Avec du recul, la stratégie adoptée lors de mon stage concernant la comparaison de ces deux TSDBs aurait pu être différente. Actuellement, et comme dit plus haut, la découverte et la prise en main de ces deux TSDBs nous a permis de conclure que leur utilisation est adaptée au cas d’usage Aura. Il nous est possible de conclure pour ce cas d’usage que la surcouche TimescaleDB de PostgreSQL nous permet d’avoir les mêmes performances en écriture et en lecture qu’une TSDB by-design tel qu’Influx.
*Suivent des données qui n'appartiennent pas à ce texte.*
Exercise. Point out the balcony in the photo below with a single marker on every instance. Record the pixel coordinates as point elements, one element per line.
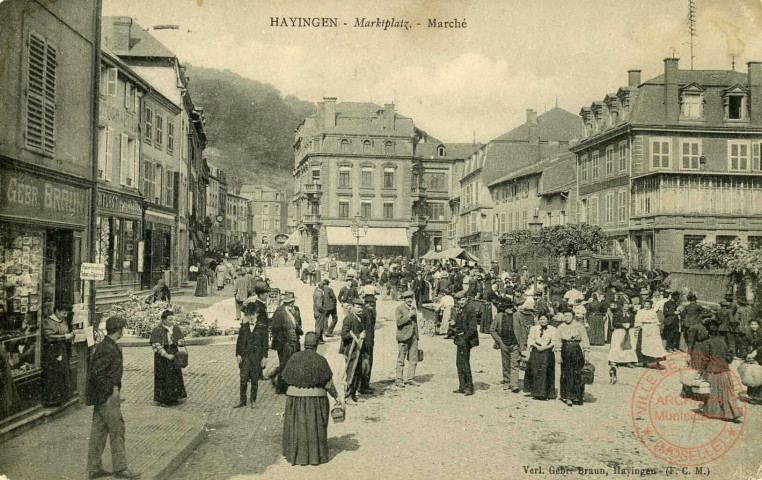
<point>311,219</point>
<point>417,193</point>
<point>313,190</point>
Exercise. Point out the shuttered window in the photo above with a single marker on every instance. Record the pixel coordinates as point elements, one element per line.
<point>41,95</point>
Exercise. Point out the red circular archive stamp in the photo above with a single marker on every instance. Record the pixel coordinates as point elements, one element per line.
<point>688,426</point>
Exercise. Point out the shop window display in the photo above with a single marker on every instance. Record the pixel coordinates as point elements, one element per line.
<point>21,300</point>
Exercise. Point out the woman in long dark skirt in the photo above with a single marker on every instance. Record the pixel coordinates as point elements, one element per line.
<point>596,318</point>
<point>540,376</point>
<point>572,349</point>
<point>305,423</point>
<point>168,384</point>
<point>55,358</point>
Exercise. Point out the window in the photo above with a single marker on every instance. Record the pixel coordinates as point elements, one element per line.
<point>660,151</point>
<point>366,177</point>
<point>170,137</point>
<point>159,131</point>
<point>437,211</point>
<point>690,154</point>
<point>344,209</point>
<point>610,161</point>
<point>435,181</point>
<point>41,95</point>
<point>691,106</point>
<point>389,177</point>
<point>344,177</point>
<point>738,156</point>
<point>609,208</point>
<point>622,206</point>
<point>622,157</point>
<point>366,210</point>
<point>128,90</point>
<point>388,209</point>
<point>148,128</point>
<point>593,216</point>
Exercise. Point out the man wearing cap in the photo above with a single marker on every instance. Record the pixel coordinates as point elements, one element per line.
<point>466,337</point>
<point>103,392</point>
<point>286,330</point>
<point>251,345</point>
<point>406,316</point>
<point>353,324</point>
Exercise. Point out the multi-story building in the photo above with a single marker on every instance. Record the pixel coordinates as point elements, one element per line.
<point>48,100</point>
<point>673,161</point>
<point>119,221</point>
<point>269,211</point>
<point>216,207</point>
<point>514,170</point>
<point>237,220</point>
<point>353,166</point>
<point>441,163</point>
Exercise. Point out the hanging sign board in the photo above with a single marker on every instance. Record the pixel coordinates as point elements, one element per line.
<point>92,271</point>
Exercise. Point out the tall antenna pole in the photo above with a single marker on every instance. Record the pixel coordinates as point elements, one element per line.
<point>692,26</point>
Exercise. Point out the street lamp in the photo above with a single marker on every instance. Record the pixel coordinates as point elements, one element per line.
<point>534,229</point>
<point>358,231</point>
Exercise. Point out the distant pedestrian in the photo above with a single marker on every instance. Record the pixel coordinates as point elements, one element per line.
<point>103,392</point>
<point>168,384</point>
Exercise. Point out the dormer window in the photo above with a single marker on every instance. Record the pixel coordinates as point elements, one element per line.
<point>734,100</point>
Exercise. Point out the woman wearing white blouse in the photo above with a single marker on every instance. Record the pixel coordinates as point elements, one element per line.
<point>540,375</point>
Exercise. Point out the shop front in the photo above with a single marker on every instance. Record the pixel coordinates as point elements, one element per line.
<point>157,252</point>
<point>118,235</point>
<point>43,221</point>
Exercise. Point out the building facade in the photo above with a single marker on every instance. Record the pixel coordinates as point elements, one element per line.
<point>674,161</point>
<point>48,105</point>
<point>353,166</point>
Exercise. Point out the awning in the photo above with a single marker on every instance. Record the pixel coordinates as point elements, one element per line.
<point>377,237</point>
<point>293,239</point>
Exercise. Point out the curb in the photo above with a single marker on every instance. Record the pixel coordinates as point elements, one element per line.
<point>196,341</point>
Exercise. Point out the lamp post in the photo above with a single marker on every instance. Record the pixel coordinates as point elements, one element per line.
<point>358,231</point>
<point>534,229</point>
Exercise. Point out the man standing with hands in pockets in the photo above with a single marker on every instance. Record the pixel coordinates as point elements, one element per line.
<point>407,339</point>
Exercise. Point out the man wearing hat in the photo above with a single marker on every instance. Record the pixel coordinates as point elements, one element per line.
<point>406,316</point>
<point>251,345</point>
<point>286,330</point>
<point>104,384</point>
<point>466,337</point>
<point>353,324</point>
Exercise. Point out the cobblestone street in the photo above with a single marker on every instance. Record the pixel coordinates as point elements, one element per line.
<point>426,430</point>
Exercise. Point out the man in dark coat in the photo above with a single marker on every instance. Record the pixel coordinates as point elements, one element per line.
<point>286,330</point>
<point>251,346</point>
<point>103,392</point>
<point>353,324</point>
<point>466,337</point>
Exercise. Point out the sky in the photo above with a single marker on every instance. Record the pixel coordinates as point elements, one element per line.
<point>456,84</point>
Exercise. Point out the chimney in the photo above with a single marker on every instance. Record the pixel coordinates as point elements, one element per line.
<point>671,93</point>
<point>389,116</point>
<point>118,36</point>
<point>633,78</point>
<point>755,92</point>
<point>329,111</point>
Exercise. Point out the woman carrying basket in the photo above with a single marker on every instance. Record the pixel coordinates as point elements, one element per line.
<point>168,385</point>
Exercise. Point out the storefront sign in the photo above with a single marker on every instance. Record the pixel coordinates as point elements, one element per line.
<point>23,195</point>
<point>92,271</point>
<point>117,204</point>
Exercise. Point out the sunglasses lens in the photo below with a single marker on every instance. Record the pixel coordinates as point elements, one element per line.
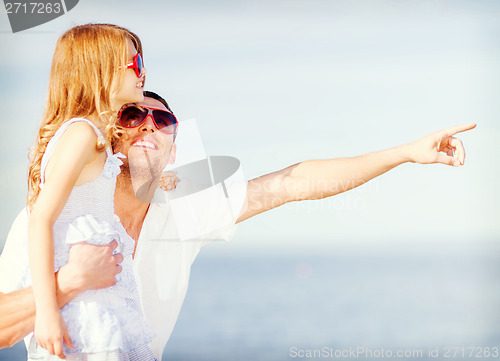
<point>132,117</point>
<point>165,121</point>
<point>139,65</point>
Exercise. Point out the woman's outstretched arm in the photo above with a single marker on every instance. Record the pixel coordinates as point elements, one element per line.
<point>89,267</point>
<point>317,179</point>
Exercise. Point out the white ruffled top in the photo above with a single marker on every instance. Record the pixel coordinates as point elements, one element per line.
<point>108,319</point>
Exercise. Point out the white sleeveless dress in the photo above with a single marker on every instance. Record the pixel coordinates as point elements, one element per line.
<point>105,324</point>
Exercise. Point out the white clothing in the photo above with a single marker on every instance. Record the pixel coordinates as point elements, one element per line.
<point>162,262</point>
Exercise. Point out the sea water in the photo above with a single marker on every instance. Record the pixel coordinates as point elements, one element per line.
<point>377,304</point>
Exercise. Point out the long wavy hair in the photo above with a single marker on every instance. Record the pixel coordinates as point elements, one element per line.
<point>86,73</point>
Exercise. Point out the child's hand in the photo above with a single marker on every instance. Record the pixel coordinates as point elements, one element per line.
<point>168,180</point>
<point>50,332</point>
<point>440,147</point>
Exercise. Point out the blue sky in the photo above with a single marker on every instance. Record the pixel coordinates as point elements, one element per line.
<point>276,82</point>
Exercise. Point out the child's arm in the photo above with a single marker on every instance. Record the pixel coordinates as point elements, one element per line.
<point>317,179</point>
<point>74,153</point>
<point>89,267</point>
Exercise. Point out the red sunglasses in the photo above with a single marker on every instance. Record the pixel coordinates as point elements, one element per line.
<point>137,65</point>
<point>133,116</point>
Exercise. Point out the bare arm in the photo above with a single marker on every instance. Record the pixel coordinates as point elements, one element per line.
<point>89,267</point>
<point>316,179</point>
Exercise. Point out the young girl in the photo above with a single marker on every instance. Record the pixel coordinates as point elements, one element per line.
<point>96,69</point>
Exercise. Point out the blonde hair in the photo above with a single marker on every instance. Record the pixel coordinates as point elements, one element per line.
<point>87,70</point>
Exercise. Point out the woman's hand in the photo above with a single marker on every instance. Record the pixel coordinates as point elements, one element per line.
<point>440,147</point>
<point>51,331</point>
<point>168,180</point>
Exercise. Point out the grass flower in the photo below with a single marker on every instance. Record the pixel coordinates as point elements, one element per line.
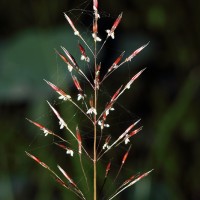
<point>98,117</point>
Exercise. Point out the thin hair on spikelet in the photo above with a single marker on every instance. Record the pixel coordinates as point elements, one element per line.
<point>88,105</point>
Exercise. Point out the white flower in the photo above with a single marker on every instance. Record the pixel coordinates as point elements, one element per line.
<point>106,146</point>
<point>65,98</point>
<point>46,132</point>
<point>76,33</point>
<point>92,110</point>
<point>111,34</point>
<point>80,96</point>
<point>86,58</point>
<point>107,111</point>
<point>69,151</point>
<point>70,68</point>
<point>102,124</point>
<point>126,140</point>
<point>128,86</point>
<point>96,38</point>
<point>62,124</point>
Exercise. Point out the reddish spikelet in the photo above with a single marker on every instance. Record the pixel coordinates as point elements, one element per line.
<point>71,24</point>
<point>135,132</point>
<point>62,57</point>
<point>61,182</point>
<point>83,53</point>
<point>95,4</point>
<point>70,57</point>
<point>115,64</point>
<point>36,124</point>
<point>115,24</point>
<point>128,85</point>
<point>97,79</point>
<point>67,176</point>
<point>128,180</point>
<point>106,144</point>
<point>37,160</point>
<point>78,135</point>
<point>125,157</point>
<point>77,84</point>
<point>114,97</point>
<point>136,52</point>
<point>108,169</point>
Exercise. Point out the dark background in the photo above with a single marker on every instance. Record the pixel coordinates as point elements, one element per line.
<point>166,96</point>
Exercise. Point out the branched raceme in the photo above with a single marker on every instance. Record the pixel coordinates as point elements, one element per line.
<point>97,118</point>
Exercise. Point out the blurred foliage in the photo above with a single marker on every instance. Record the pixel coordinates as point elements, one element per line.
<point>166,97</point>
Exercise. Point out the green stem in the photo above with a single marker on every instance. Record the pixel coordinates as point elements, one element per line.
<point>95,130</point>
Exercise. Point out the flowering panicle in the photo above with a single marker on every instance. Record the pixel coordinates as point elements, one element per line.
<point>62,94</point>
<point>135,53</point>
<point>96,114</point>
<point>83,53</point>
<point>78,87</point>
<point>92,109</point>
<point>68,150</point>
<point>115,25</point>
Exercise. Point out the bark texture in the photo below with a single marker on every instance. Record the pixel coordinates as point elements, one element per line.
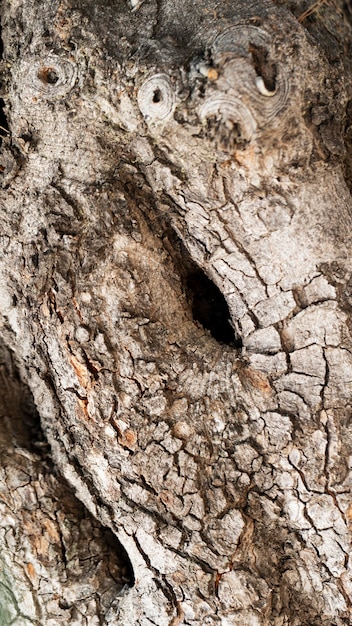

En effet, lors des tests, 30 millions de points étaient injectés en 1 heure environ dans l’une ou l’autre des bases de données.

L’utilisation d’une base de donnée relationnelle à laquelle on ajoute un module Timeseries offrirait des avantages supplémentaires par rapport à une TSDBs by-design ?

Sans être devenu un expert, j’ai pu prendre en main ces deux TSDBs “en surface” tout en essayant de découvrir ce qu’elles avaient “sous le capot”. Le déploiement et le requêtage de la donnée se font aisément. Cependant la compréhension de l’architecture mise en place pour les deux bases de données est beaucoup moins facile et il reste encore des choses à explorer.

A ce jour, je ne pourrai affirmer que ces technologies sont assez matures pour être déployées en production. Cependant, après six mois de stage et compte tenu du cas d’usage et de l’étude menée concernant ces deux bases, on peut conclure qu’elles sont adaptées à un projet IoT.